Much more prosaic were my cogitations as I followed the buggy, keeping
both switches at work. According to the best calculation I could make,
I had ten or twelve miles of country to re-cross, besides the river;
and, having no base on the Victorian side, it was a thousand to one
against striking my camp on such a night. Of course, I might have groped
my way to B----'s place; but if you knew Mrs. B----'s fatuous appreciation
of dilemmas like mine, you would understand that such a thing was
not to be thought of. I preferred dealing with strangers alone, and
preserving a strict incognito. However, a pair of --- I must have, if nothing
else--and that immediately. The buggy was fifteen or twenty yards ahead.

"Archie M----!" said I, in a firm, penetrating tone.

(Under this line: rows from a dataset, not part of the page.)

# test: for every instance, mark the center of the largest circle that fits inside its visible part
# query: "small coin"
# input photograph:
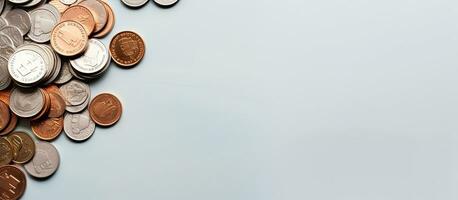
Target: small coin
(6, 152)
(165, 3)
(105, 109)
(12, 181)
(23, 146)
(79, 126)
(127, 48)
(134, 3)
(69, 38)
(82, 15)
(45, 162)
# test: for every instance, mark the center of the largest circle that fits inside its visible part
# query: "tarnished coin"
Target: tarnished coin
(4, 115)
(105, 109)
(44, 18)
(134, 3)
(23, 146)
(26, 103)
(98, 12)
(69, 38)
(82, 15)
(79, 126)
(127, 48)
(45, 162)
(47, 128)
(20, 19)
(12, 181)
(6, 152)
(165, 3)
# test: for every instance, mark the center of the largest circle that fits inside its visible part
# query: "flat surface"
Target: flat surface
(284, 100)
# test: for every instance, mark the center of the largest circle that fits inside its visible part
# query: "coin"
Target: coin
(134, 3)
(165, 3)
(110, 22)
(44, 18)
(69, 38)
(6, 152)
(98, 12)
(79, 126)
(127, 48)
(23, 146)
(105, 109)
(13, 182)
(45, 162)
(4, 115)
(82, 15)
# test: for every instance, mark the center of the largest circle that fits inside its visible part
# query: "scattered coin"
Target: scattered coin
(127, 48)
(45, 162)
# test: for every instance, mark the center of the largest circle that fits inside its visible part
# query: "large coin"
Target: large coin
(13, 182)
(79, 126)
(45, 162)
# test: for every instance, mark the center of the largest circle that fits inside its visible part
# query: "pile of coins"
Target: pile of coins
(48, 53)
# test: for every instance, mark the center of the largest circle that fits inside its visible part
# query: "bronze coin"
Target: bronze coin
(11, 125)
(127, 48)
(81, 15)
(110, 22)
(4, 115)
(12, 181)
(23, 146)
(105, 109)
(6, 152)
(69, 38)
(47, 129)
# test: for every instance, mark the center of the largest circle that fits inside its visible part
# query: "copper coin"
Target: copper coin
(110, 22)
(81, 15)
(4, 115)
(69, 38)
(6, 152)
(11, 125)
(105, 109)
(47, 129)
(12, 182)
(127, 48)
(23, 146)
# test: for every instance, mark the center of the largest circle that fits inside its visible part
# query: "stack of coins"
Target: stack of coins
(48, 53)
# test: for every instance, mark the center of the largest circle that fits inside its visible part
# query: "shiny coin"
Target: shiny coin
(127, 48)
(79, 126)
(20, 19)
(6, 152)
(26, 103)
(23, 146)
(105, 109)
(45, 162)
(13, 182)
(44, 19)
(69, 38)
(81, 15)
(98, 12)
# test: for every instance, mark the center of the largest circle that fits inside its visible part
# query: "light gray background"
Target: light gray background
(284, 100)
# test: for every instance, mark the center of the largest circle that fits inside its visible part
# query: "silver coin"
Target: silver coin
(43, 21)
(75, 92)
(134, 3)
(26, 102)
(94, 59)
(5, 79)
(14, 33)
(19, 18)
(27, 66)
(45, 162)
(166, 3)
(64, 75)
(79, 126)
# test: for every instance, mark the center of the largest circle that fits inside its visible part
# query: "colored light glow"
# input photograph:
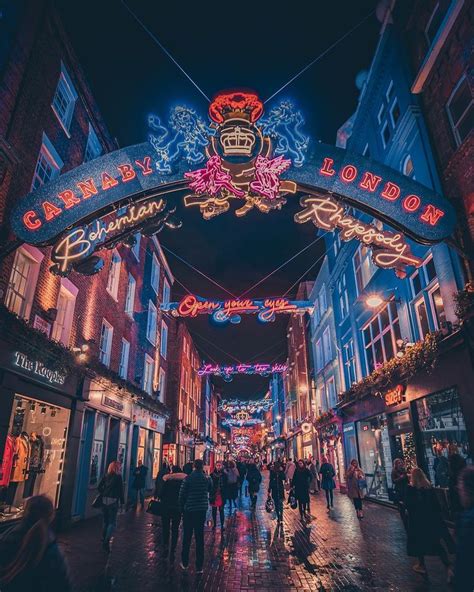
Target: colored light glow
(262, 369)
(226, 311)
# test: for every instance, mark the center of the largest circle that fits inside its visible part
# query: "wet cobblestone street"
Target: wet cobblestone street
(332, 552)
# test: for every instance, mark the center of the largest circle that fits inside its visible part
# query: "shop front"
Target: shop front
(37, 434)
(105, 437)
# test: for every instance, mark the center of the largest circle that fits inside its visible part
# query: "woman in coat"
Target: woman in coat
(111, 489)
(276, 488)
(426, 527)
(328, 473)
(30, 560)
(300, 484)
(217, 495)
(355, 480)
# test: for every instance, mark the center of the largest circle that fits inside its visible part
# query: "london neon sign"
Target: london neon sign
(230, 311)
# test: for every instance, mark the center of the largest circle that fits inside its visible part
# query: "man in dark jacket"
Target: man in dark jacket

The buggy stopped. I repeated my salute.

"All right," replied Archie. "What's the matter?"

"Come here; I want you."

The quadrant of light swept round as the young fellow turned his buggy.

"Leave your buggy, and come alone!" I shouted, careering in a circular orbit,
with the light at my very heels.

"Well, I must say you're hard to please, whoever you are," remarked Archie,
stopping the horse. "Hold the reins, sweetest."

"Who is it?" asked the damsel, with apprehension in her tone.

"Don't know, sweetest. Sounds like the voice of one crying in the wilderness."
And the light flashed on him as he felt downward for the step.

"Don't go!" she exclaimed.

"Never mind her, Archie!" I called out. "She's a fool. Come on!"